Countering anti-vaccine misinformation from the natural food movement
It is difficult to change peoples’ minds about vaccines and other issues that have become highly politicized. So far, these tools have been the most effective in increasing vaccine uptake:
- Mandatory vaccination. Vaccines offer a public benefit, so it often makes sense to enforce vaccine mandates in the context of travel, school attendance, etc. Following a measles outbreak in New York, the state revoked religious vaccination exemptions, requiring all school children to be vaccinated. Later when they had a polio outbreak in 2022, only one person was crippled by it—a young adult man who had not been subject to mandatory vaccination as a child. Without the vaccine mandate, the polio outbreak could have been much worse.
- Free vaccines. In the U.S., there is generally always a way to get free vaccinations for children, with or without insurance. In Arizona, for example, county clinics offer free childhood immunizations. Making them free has been an enormous boon for public health, but perhaps greater awareness would boost uptake.
- Persuasion. We need to get the message out there to combat anti-vaccine propaganda. Regrettably, it’s very difficult to change people’s opinion of what has become a very political issue. The most effective messengers would be celebrities, family, friends, and pillars of the natural food movement community. It would be great if, for example, famous farmer Joel Salatin would do something to promote vaccines. Unfortunately, he instead parrots the Weston A. Price Foundation’s anti-vaccine nonsense (no, I will not be linking to it). Natural Grocers would be another great promoter of vaccines since they are seen as an anchor of the natural food movement. When will we see them stand up for sanity?

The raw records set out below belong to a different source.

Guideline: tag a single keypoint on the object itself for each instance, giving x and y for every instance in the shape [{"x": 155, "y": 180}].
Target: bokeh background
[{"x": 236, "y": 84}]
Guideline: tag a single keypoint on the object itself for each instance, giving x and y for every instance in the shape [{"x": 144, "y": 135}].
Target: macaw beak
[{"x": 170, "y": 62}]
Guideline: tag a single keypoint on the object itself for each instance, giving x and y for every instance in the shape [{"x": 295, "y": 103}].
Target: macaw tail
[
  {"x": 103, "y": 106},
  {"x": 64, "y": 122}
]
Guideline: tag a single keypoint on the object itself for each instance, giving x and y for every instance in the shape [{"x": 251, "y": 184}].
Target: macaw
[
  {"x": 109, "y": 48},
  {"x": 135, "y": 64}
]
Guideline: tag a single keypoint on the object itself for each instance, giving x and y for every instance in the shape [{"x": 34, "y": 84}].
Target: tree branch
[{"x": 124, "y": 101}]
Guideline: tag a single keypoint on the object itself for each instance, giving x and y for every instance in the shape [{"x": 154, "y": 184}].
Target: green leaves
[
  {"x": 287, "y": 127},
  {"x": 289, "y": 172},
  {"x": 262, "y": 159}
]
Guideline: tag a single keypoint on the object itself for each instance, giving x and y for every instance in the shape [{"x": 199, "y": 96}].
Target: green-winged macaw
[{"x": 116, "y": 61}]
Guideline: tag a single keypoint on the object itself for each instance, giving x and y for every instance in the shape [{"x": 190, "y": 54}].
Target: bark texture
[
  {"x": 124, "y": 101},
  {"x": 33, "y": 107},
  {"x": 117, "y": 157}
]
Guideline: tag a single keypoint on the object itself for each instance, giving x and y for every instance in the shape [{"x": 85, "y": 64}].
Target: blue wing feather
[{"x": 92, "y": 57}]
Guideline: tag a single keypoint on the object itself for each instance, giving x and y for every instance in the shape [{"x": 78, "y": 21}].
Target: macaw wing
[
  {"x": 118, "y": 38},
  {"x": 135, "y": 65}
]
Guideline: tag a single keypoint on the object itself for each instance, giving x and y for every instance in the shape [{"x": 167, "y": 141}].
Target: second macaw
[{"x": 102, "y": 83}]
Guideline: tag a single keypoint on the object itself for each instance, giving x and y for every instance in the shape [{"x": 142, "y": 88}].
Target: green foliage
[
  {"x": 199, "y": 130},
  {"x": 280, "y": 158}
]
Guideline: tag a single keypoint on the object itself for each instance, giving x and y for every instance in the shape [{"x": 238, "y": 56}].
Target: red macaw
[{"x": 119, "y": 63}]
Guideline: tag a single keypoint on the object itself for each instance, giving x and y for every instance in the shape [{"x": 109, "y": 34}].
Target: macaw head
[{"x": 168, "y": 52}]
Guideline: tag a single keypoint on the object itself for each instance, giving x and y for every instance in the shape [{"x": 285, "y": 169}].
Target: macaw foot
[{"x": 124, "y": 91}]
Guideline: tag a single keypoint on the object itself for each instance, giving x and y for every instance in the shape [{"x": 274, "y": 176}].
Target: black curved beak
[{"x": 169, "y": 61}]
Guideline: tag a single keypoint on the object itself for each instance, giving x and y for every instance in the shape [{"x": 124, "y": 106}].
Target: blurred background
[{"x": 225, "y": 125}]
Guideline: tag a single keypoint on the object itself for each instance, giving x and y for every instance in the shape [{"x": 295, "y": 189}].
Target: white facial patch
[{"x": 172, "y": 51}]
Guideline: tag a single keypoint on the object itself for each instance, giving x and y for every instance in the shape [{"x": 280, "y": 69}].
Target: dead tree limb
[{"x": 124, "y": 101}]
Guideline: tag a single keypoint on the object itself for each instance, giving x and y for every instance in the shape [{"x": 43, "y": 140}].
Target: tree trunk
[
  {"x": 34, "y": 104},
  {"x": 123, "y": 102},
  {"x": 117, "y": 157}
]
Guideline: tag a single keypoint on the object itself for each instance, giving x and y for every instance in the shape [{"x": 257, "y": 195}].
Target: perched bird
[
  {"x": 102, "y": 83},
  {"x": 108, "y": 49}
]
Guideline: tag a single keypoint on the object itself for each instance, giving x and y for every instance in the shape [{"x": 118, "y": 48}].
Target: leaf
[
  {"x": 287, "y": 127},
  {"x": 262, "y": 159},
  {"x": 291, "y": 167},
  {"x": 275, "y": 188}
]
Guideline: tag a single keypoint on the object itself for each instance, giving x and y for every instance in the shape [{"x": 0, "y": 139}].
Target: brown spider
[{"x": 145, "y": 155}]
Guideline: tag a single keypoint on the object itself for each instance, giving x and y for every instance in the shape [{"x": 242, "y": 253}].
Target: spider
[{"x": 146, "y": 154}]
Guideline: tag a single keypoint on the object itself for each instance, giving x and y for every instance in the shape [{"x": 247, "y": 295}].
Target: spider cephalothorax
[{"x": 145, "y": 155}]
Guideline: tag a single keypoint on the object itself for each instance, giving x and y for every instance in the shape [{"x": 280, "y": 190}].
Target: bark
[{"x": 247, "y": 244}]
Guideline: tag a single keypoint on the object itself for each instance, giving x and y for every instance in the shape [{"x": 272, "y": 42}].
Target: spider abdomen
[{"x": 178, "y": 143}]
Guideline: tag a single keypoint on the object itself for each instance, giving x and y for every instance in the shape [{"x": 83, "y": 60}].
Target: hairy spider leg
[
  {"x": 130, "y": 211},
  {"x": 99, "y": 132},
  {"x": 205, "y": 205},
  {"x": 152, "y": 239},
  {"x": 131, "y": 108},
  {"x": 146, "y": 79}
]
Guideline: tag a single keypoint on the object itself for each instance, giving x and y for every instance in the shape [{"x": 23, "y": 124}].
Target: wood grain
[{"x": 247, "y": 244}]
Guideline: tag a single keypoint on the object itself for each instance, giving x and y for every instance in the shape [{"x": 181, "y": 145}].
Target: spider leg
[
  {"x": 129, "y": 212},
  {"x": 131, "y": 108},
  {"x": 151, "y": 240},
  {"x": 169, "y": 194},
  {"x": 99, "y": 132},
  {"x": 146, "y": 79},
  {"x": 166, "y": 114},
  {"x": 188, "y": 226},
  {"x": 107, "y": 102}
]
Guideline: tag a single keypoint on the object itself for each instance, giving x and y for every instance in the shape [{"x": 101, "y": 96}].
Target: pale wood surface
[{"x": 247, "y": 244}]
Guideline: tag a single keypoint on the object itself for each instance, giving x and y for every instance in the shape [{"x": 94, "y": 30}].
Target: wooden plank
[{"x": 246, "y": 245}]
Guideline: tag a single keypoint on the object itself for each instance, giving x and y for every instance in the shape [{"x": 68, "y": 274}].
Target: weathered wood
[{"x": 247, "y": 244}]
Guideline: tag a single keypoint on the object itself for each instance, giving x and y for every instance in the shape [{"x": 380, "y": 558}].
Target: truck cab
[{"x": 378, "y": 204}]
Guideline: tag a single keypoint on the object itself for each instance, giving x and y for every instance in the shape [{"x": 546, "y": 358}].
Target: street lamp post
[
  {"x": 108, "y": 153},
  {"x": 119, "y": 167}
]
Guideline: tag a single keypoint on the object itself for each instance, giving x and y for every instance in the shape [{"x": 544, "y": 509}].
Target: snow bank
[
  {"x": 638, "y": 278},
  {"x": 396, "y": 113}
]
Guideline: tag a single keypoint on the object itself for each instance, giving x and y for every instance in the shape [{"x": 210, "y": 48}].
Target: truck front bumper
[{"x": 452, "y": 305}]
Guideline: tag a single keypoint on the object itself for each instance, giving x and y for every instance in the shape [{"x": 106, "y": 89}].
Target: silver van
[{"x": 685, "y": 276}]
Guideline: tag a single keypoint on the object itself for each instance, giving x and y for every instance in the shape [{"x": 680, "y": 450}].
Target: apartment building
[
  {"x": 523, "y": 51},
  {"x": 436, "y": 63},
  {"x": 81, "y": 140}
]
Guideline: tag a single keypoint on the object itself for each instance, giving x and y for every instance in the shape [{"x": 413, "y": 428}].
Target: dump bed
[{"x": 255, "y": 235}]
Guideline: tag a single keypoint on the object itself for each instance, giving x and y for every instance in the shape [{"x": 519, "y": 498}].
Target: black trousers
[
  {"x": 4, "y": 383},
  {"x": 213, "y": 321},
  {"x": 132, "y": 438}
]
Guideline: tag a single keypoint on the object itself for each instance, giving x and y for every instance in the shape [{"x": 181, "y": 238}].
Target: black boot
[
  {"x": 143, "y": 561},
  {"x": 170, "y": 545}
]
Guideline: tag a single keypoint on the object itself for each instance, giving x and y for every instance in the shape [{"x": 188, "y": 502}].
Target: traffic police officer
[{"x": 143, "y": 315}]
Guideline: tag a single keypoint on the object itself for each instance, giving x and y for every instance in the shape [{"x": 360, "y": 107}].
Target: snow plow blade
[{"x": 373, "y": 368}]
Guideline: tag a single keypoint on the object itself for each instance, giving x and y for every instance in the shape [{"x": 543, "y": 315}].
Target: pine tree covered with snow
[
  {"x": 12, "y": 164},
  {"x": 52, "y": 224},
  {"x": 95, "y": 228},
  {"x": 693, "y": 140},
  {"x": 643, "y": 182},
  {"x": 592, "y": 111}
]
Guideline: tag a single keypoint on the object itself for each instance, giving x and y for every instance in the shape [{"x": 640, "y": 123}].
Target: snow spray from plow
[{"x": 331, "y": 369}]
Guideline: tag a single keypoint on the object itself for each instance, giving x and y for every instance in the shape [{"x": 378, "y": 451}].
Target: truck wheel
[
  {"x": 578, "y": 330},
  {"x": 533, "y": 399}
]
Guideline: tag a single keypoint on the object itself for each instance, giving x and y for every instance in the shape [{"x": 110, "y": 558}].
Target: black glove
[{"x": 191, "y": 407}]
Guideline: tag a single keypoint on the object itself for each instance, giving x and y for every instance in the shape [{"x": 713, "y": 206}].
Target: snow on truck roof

Although changing peoples’ ideological views of vaccines is challenging, we must try because their children will be most harmed, not the anti-vaccine adults.
Modern vaccines are safe and effective
It’s important to note that the scientific consensus overwhelmingly supports the safety and effectiveness of vaccines in preventing serious diseases and protecting public health. The efficacy of modern vaccines is further proven by the eradication of smallpox and the vastly decreased incidence of many other diseases that used to run rampant. It’s indisputable that vaccines have played a crucial role in reducing the spread of infectious diseases and saving lives.
While the natural food movement’s desire for healthier living is admirable, the push against vaccines by many prominent influencers and organizations within the natural food movement is irresponsible. Most of the anti-vaccine influencers received all of their childhood immunizations and have nothing to fear themselves. The children of their followers are likely to suffer most when measles or polio starts circulating again. Responsible influencers in the natural food movement must stand up for sanity and encourage vaccination.